Any crime that ends in the arrest of a person is serious in one way or another. A few of these crimes require the state to hold a person in jail while awaiting trial in the interest of public safety, but the vast majority of crime does not fall into this category. San Bernardino County, just like every other county in California, has a way to weed through these differences in offenses. It would cost the county far too much to house every defendant for the two days it usually takes to stand before a judge for a bail hearing.
Each county has a bail schedule that allows most offenders to get out of jail before ever seeing a judge. The bail amounts for this offense can be very high, but all defendants can contact one of three San Bernardino County Bail Hotline locations to determine whether or not they are eligible to be released – and for how much less their bond can be achieved.
Definition of a Bail Schedule
Bail schedules are legal documents put forth by the Superior Court in each California county, that list almost every crime that could be committed and a corresponding preset bail amount. This means the accused can either pay the full amount or have a bail bond agency get them out for a fraction of that fee. Many people choose to wait for their bail hearing, either out of ignorance of the law or in hope that their bail amount will be lowered. It is true that judges have the option to reduce a specific bail amount, but this usually only happens after the accused has been in a county jail’s general population for a few days. Unfortunately, the courts can also increase these bail amounts once the defendant gets in front of a judge, so it is a gamble either way.

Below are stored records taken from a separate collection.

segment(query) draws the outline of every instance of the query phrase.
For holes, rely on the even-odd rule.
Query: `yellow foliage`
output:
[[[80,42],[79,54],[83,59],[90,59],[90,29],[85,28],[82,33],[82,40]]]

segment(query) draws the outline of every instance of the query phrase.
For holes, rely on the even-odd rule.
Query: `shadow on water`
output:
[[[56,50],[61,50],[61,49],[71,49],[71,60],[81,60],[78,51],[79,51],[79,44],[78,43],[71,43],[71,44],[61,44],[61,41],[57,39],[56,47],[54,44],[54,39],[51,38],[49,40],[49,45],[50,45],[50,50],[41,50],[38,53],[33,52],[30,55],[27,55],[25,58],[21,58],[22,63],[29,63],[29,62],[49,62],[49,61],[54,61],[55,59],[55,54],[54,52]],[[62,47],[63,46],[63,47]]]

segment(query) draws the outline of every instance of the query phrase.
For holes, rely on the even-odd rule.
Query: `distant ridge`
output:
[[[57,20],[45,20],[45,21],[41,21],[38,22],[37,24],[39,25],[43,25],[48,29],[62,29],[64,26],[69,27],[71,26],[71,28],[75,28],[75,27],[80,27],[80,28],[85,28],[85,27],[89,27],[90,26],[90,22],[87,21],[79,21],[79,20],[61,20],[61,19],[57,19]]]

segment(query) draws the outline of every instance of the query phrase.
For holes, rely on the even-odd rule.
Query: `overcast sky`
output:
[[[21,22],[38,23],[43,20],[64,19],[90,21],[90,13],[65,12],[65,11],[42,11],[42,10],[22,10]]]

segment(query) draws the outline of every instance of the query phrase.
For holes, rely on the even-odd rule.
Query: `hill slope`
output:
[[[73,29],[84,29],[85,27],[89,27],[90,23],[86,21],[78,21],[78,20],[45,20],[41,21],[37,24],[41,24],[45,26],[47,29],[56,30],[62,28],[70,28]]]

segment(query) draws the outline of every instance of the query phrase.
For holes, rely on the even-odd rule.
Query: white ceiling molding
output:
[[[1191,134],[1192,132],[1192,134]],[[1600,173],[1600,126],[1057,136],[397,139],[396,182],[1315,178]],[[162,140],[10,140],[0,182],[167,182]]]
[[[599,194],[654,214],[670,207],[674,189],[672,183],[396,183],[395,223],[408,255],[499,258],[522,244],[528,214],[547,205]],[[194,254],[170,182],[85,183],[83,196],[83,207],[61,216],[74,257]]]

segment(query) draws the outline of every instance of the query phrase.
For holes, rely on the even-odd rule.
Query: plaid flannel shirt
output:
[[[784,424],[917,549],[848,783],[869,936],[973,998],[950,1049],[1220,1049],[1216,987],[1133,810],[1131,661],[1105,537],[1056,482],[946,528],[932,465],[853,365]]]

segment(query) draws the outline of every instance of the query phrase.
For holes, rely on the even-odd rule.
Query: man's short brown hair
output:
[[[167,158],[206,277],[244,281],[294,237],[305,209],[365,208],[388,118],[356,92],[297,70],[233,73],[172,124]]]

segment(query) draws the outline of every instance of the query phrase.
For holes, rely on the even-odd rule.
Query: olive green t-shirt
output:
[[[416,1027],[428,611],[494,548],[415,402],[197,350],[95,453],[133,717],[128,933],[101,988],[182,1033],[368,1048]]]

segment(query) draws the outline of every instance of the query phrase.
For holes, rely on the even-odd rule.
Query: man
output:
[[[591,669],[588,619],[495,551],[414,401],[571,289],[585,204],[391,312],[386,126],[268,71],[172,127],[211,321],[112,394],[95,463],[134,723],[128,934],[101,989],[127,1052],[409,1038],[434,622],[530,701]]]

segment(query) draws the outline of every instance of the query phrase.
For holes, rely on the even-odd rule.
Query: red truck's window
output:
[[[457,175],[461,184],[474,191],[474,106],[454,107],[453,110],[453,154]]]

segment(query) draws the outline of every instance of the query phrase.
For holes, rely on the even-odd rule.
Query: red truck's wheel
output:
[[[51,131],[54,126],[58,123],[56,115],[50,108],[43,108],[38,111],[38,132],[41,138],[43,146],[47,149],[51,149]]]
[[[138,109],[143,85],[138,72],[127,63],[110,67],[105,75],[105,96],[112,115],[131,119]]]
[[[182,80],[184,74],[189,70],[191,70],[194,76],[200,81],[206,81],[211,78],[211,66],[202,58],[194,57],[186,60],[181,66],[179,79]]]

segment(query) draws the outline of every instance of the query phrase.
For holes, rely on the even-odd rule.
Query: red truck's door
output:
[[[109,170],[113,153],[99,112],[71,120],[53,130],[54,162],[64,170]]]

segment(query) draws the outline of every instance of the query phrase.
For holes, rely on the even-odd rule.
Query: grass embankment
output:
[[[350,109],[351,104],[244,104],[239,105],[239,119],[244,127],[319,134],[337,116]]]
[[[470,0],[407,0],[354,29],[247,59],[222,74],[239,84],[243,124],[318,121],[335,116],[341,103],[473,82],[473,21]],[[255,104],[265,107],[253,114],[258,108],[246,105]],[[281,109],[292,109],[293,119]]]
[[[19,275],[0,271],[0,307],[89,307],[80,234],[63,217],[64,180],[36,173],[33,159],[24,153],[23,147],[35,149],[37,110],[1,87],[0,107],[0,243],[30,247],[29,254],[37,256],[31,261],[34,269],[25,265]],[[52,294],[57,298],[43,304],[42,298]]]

Crimes Listed on the Schedule
The list of crimes in San Bernardino County’s bail schedule is nearly exhaustive, and there are even instructions on bail amounts for crimes that aren’t included on the list. A crime that carries a maximum jail time of six months, for example, will require a $5,000 dollar bail. Other crimes carry stiffer penalties. Cultivating or processing peyote, for example, will require a $25,000 dollar bail amount. Doctors in the county can even face stiff penalties – any doctor who writes an unnecessary prescription for a controlled substance will face a bail amount of $25,000. Though these penalties seem stiff, they are not the worst that could happen.
There are charges that have bail amounts intentionally so steep that it is quite obvious the county is making every effort to keep the accused in jail. If a person were to kidnap another for the purpose of ransom they would face a bail amount of one million dollars. Using an explosive device with the intent to kill another also brings with it a one million dollar bail amount. Some crimes, on the other hand, are so intense that the county will not allow bail. Using force to escape from prison is unbailable, as is a murder with special circumstances – both require the accused to wait in jail until their trial.
San Bernardino County takes crime and the safety of its residents very seriously. The most dangerous offenders do not have the option to get out on bail, and even lesser offenses often carry bail amounts high enough to prevent dangerous felons from getting back out onto the street. Fortunately, the county recognizes that not all crimes reach this magnitude and most offenders are allowed to get out of jail before seeing a judge, which lets them return to job and family while the county saves money on their room and board in the meantime.